Breastfeeding and Mastitis
Mastitis is perhaps the most distressing problem you may encounter when attempting to breastfeed. You have been making it through the sleepless nights, the relentless feeding schedule, the diapers, the leaking... when all of a sudden you want to stop breastfeeding. Why?
Mastitis is the answer. One of your breasts is engorged. There is a slightly red patch which is painful to touch. When the baby feeds it's extremely uncomfortable. After the feed your breast feels sore. You dread the next feed... and then you begin shivering. You think you have the flu. You have hot and cold sweats. You have a thumping headache. You retire to your bed and feel utterly miserable. Visitors encourage you to give the baby a bottle so you feel like you've failed... but there is a solution.

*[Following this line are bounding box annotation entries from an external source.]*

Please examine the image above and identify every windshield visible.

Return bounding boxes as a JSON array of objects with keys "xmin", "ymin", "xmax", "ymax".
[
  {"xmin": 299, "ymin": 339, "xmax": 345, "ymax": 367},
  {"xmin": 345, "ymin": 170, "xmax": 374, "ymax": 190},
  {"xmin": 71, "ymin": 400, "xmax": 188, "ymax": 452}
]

In most cases mastitis affects only one breast at a time. So what causes it? Most often a new mum, whether or not she has previously breastfed, will suffer mastitis as a result of incorrect positioning or latching on of the baby. Consequently the milk is not properly drained from the breast and a milk duct becomes blocked. Other reasons include skipping feeds because you don't want to feed in public or in front of visitors, or the baby is sleeping and you do not want to disturb him.
If you recognise the sensation of a blocked milk duct you may be able to avoid it progressing into mastitis by gently massaging your breast in the bath or shower. Massage downwards towards the nipple. You may feel a small lump which disappears as the duct becomes unblocked. You can also try feeding the baby more often and again massaging the sore area towards the nipple as the baby drinks. Another effective technique is to try expressing milk with the aid of an electric or hand pump. However, if all your efforts are in vain and the duct does not unblock mastitis will often follow. Mastitis is simply when the blocked duct becomes inflamed and possibly infected.
Current medical advice is to continue feeding from the affected breast even if it is infected. The infection will not harm the baby. However, the last thing you may want to do is to feed from the affected side at all as it is so painful. This will only make things worse and you may end up with an abscess. If this happens you will need to have the abscess drained by a doctor.
If you are worried about your baby drinking milk from the affected breast a good alternative is to express and dispose of the milk and to feed only from the unaffected side. Your body will adapt. It will continue to supply enough milk for your baby from the unaffected breast. And as long as you express regularly from the affected breast the milk supply will be maintained. You produce breastmilk on a supply and demand basis so there will always be enough. When the infection clears up you can simply return to your usual feeding pattern.
If you do get mastitis and it does not clear up within a few hours you will probably require an antibiotic so speak to your GP. Make sure to tell him you are breastfeeding so a suitable antibiotic can be prescribed.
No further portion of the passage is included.